In carcere è finito anche Raffaele Favaloro, figlio di Marco, autista del killer che uccise l’imprenditore antiracket Libero Grassi. Marco Favaloro collabora con la giustizia già dagli anni Novanta, mentre il figlio aveva continuato a frequentare l’ambiente criminale di Cosa nostra. Come emerso dalle indagini, Raffaele Favaloro era uomo del clan di Resuttana a disposizione anche della famiglia mafiosa di Borgo Vecchio.

Tra le sue attività anche il riciclaggio tramite il Monte dei pegni del Credito siciliano di Palermo. Lo confermano anche le intercettazioni. Era il 2014 e Raffaele Favaloro, era in macchina con Salvatore e Giovanni Pipitone. A loro spiega bene, intercettato dalle microspie della finanza, il sistema: “Io mi sono andato ad impegnare l’orologio, ma non per bisogno. Io li impegno lo sai per che cosa? Per regolarizzarli. Ora questo orologio qua io lo faccio arrivare all’asta perché io ho un’amicizia. Arriva all’asta e io me lo compro all’asta con la polizza. E te lo regolarizzi». E continuava a spiegare Favaloro: “Hai capito? Poi lo vendono loro. Per esempio io me lo compro quattromila e cinque tanto per dire? Che non ci arriva all’asta, fa fìnta che lo ha battuto all’asta, arriva quattromila e cinque ed io gli do quattromila e cinque, però dopo vado allo sportello con questa polizza… e mi da la differenza… mille euro… quello che è… si tengono loro le spese hai capito? L’ho comprato al Monte di Pietà”.

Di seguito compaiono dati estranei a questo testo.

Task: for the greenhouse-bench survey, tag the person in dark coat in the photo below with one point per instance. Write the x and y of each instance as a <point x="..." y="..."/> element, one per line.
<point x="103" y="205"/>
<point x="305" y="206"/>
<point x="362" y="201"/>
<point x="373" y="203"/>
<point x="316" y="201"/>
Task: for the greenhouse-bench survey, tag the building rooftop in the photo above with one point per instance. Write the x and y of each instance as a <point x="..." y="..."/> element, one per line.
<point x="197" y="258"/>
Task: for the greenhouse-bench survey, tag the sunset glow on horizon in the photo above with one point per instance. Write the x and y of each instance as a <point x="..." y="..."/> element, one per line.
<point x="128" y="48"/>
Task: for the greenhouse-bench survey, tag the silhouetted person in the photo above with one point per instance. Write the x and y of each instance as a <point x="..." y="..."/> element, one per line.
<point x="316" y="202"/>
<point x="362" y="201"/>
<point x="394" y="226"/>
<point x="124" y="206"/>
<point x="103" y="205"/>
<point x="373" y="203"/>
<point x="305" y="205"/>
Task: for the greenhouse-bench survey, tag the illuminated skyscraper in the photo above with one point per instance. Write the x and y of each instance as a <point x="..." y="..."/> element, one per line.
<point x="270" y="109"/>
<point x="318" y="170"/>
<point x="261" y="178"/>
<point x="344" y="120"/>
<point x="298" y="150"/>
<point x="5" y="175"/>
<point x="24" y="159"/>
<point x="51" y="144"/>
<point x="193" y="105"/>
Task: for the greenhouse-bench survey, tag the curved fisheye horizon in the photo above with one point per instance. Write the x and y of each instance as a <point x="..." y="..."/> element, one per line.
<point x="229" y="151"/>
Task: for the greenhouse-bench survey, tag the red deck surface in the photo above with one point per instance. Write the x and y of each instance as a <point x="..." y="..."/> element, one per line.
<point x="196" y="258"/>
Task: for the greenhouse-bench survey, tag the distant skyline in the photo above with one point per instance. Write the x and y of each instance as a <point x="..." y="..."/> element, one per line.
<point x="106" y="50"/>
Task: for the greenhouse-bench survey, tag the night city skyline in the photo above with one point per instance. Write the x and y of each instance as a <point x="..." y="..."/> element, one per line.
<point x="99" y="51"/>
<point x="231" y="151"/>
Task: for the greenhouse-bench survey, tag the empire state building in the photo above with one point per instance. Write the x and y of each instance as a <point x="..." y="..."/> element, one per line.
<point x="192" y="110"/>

Con questo sistema Favaloro avrebbe “regolarizzato”, come diceva lui, ingenti quantità di oro e preziosi in modo che nessuno potesse più rintracciare la loro provenienza illecita.
Ma le intercettazioni e le dichiarazioni dei collaboratori di giustizia svelano di più.

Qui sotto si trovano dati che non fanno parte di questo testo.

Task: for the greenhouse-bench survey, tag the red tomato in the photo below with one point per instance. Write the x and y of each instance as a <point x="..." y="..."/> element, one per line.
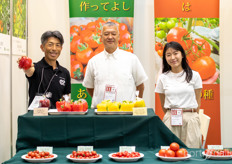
<point x="75" y="43"/>
<point x="205" y="66"/>
<point x="181" y="153"/>
<point x="91" y="26"/>
<point x="180" y="35"/>
<point x="170" y="153"/>
<point x="99" y="49"/>
<point x="162" y="152"/>
<point x="76" y="70"/>
<point x="126" y="46"/>
<point x="199" y="48"/>
<point x="158" y="46"/>
<point x="160" y="53"/>
<point x="91" y="38"/>
<point x="125" y="37"/>
<point x="122" y="27"/>
<point x="174" y="146"/>
<point x="25" y="63"/>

Il 12 marzo del 2014, alla Zisa, sotto gli occhi di decine di persone che entravano e uscivano dai negozi di via L’Emiro, venne assassinato Giuseppe Di Giacomo, fratello del killer ergastolano Giovanni. Quello di Di Giacomo resta un delitto irrisolto. A quanto pare, poco prima dell’omicidio, la vittima aveva litigato con Giuseppe Corona, il personaggio chiave dell’inchiesta della Procura di Palermo e del Nucleo di polizia valutaria della finanza, ritenuto il cassiere di Cosa nostra.

Il primo a parlare del delitto è stato Vito Galatolo, boss dell’Acquasanta divenuto collaboratore di giustizia: “L’omicidio di Giuseppe Di Giacomo è legato al fatto che questi aveva offeso un compare di Tommaso Lo Presti inteso il pacchione, ossia Giuseppe Corona. Di Giacomo voleva far chiudere la tabaccheria di alcuni parenti del cognato di Corona, motivo per cui quest’ultimo sì era lamentato col Lo Presti, con il quale era legato da un rapporto di profondo rispetto ed amicizia”.

Due anni dopo, nel 2016, un altro pentito – Giuseppe Tantillo del Borgo Vecchio – riferì che “Corona aveva avuto un battibecco con Di Giacomo Giuseppe. Di Giacomo mi raccontò di aver avuto un litigio (con Corona, ndr) qualche mese prima della sua morte, perché Corona si era intromesso più volte in questioni di messa a posto e così Di Giacomo gli aveva intimato che si doveva fare i fatti suoi. Nell’occasione Di Giacomo diede uno spintone a Corona dicendo che doveva chiudersi dentro casa e non occuparsi di cose di mafia. Anche a noi Di Giacomo disse che se Corona si fosse presentato al Borgo per intromettersi in cose del genere, non dovevamo dargli conto. Corona si atteggia di avere avuto una forte amicizia con Gregorio Di Giovanni, fratello di Tommaso (detto Masino) che attualmente gestisce la famiglia di Porta Nuova”.